Over the past several years, there has been a keen interest in how we can use blockchains for storing documents. There are many reasons you might want to store documents or hashes of documents on a blockchain, and multiple ways to do this. Various projects are currently innovating around this idea, each proposing different methods with different trade-offs.
Why Use a Blockchain Anyway?
Throughout 2017, there was a huge amount of hype around the applications of blockchain technology and cryptocurrencies.
These expectations were often focused on projects with grand promises and little proof of concept. As a result, the reality did not match the hype, and many of them have yet to attract users to their products.
In contrast, document storage is a much drier and less exciting application. However, it is deliverable, with multiple improvements over existing document storage systems.

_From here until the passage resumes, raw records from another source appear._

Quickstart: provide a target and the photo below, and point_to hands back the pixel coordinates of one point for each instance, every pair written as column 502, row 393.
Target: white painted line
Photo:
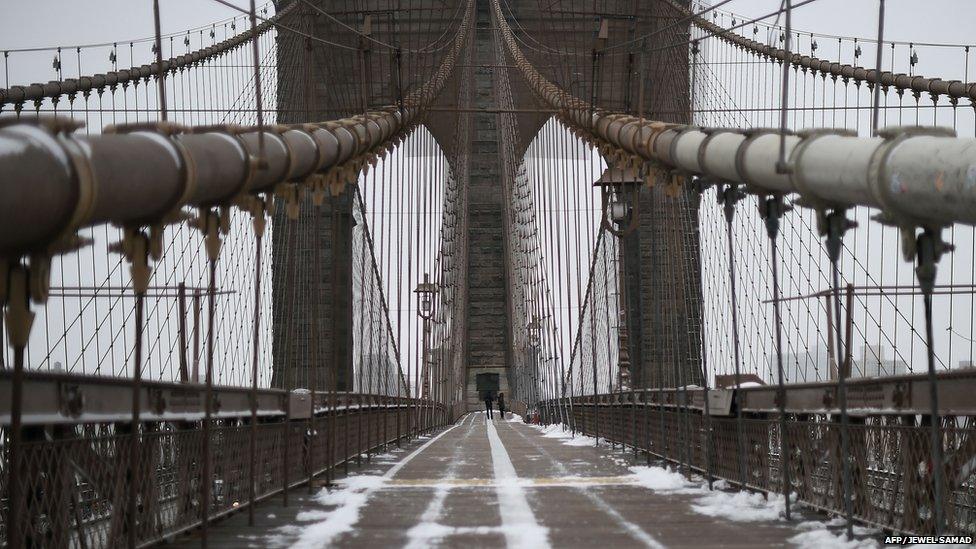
column 428, row 533
column 350, row 501
column 518, row 520
column 635, row 531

Immutability is perhaps the most important benefit a blockchain provides. Cryptographically linked blocks provide a record immune from tampering. This tamper resistance is highly effective in preventing the counterfeiting of documents and document fraud. If you cannot store the actual document on the blockchain due to file size limitations, then even storing a hash of the document makes a lot of sense.
Documents often take up a lot of space, compared to financial transactions, which blockchains like Bitcoin are designed for. It is often not feasible to store a whole document on a blockchain. Hashes take up just a small fraction of this space, therefore, are a much more efficient option.

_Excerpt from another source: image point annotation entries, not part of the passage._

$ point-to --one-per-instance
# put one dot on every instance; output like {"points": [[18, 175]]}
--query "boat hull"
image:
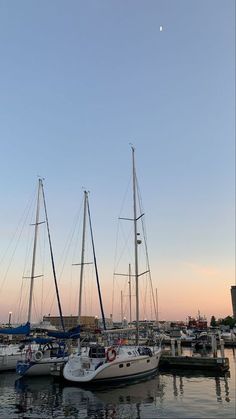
{"points": [[39, 368], [119, 370]]}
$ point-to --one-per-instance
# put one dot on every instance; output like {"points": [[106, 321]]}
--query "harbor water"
{"points": [[176, 394]]}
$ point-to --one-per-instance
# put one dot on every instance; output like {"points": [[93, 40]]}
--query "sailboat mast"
{"points": [[135, 248], [52, 259], [82, 256], [96, 268], [34, 252], [130, 309]]}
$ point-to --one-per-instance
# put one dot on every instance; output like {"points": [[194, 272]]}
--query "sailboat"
{"points": [[50, 351], [117, 362]]}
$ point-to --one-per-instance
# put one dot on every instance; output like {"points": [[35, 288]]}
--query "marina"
{"points": [[174, 394]]}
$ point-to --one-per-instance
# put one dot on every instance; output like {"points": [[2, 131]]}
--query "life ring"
{"points": [[37, 356], [111, 354], [28, 354]]}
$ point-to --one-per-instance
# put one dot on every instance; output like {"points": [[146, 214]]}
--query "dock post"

Storing just the hash still offers you tamper resistance. Whenever you change the input of a file, its corresponding hash value will always change. This is a vital benefit secure hash algorithms provide. Regardless of where you store your document, whether in a centralized system like MySQL or in a distributed database like Azure, you can still verify the document has not been tampered with by rehashing it and comparing it to the blockchain-stored hash.
Using a public blockchain is a great way to make your document accessible to the public. Of course, you need to be absolutely confident that you want to make it fully visible. Once you store the document or its hash on the blockchain, it will be there permanently. There is no way to change data once you include it in a block.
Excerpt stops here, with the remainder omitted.